Member of Technical Staff — RL Research

Nuance Labs•Seattle, WA

5d•$300,000 - $400,000•Onsite

About The Position

Nuance Labs is seeking a deeply technical Member of Technical Staff to own Reinforcement Learning (RL) and post-training for large-scale omni models. This role involves understanding modern post-training methods, building the necessary infrastructure for large-scale execution, and contributing to RL method development, rollout generation, reward modeling, policy optimization, evaluation, data feedback loops, serving, observability, and distributed execution. The successful candidate will build Nuance’s RL/post-training stack from the ground up and scale it significantly, translating research ideas into reliable training systems. The work extends beyond text to encompass audio, video, language, and real-time full-duplex interaction, focusing on improving interactive behavior, timing, interruption, emotional response, audiovisual coherence, and real-time conversational quality.

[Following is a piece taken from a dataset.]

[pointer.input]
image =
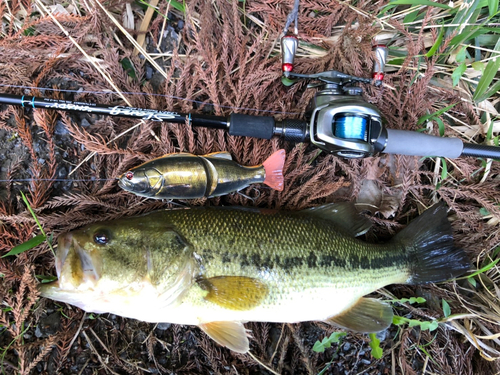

This is a high-ownership role with direct impact on model improvement post-pretraining.

Requirements

Hands-on experience with RL, RLHF, RLAIF, post-training, alignment, or large-scale fine-tuning for modern foundation models.
Strong understanding of RL/post-training methods: policy optimization, reward modeling, preference optimization, rejection sampling, KL control, evaluation, and data feedback loops.
Ability to reason about model behavior and training dynamics: reward hacking, unstable rewards, distribution shift, stale policies, mode collapse, over-optimization, noisy preferences, and evaluation mismatch.
Practical experience building or operating RL/post-training pipelines with frameworks such as verl, ms-swift, OpenRLHF, or equivalent internal systems, including integration with rollout serving systems such as vLLM.
Experience with large-scale training or inference systems, including rollout generation, model serving, batching, queueing, GPU utilization, checkpointing, and debugging.
Understanding of omni post-training for real-time audio-video-language interaction: temporal alignment, interruption, emotional response, and multimodal evaluation.
Strong software engineering fundamentals, curiosity, and adaptability to new RL algorithms, model architectures, serving systems, evaluation methods, and research ideas.

Nice To Haves

Prior 0→1 experience building post-training systems, RL pipelines, agent training systems, evaluation platforms, or large-scale model improvement loops.
Experience with PPO, GRPO, DPO, online RL, RLHF/RLAIF, reward modeling, preference data, synthetic data generation, or model-based data improvement.
Experience with omni or multimodal post-training for audio-video-language models, especially long-context or real-time interactive systems.
Experience scaling mixed training/inference workloads across large GPU clusters.
Experience with adjacent areas such as distributed pretraining, data infrastructure, inference serving, simulation, human/AI feedback collection, or evaluation infrastructure.
Publications or substantial open-source contributions in RL, post-training, alignment, evaluation, ML systems, or model behavior.

Responsibilities

Build Nuance’s RL/post-training stack from 0→1: rollout generation, policy optimization, reward/reference model serving, data feedback loops, evaluation, checkpointing, observability, and debugging.
Develop and scale post-training methods such as PPO, GRPO, DPO, rejection sampling, RLHF/RLAIF, online RL, and model-based data improvement.
Design the systems abstractions that connect research ideas to production-scale RL runs: trainers, rollout workers, reward models, evaluators, data queues, experience buffers, and checkpoint promotion.
Build evaluation and feedback loops for omni behavior: turn-taking, interruption, timing, emotional response, audiovisual coherence, instruction following, and real-time interaction quality.
Optimize the end-to-end post-training loop across rollout throughput, serving latency, GPU utilization, policy update efficiency, queueing, checkpoint overhead, and research iteration speed.
Evolve the platform as algorithms, model architectures, reward definitions, data sources, and evaluation methods change.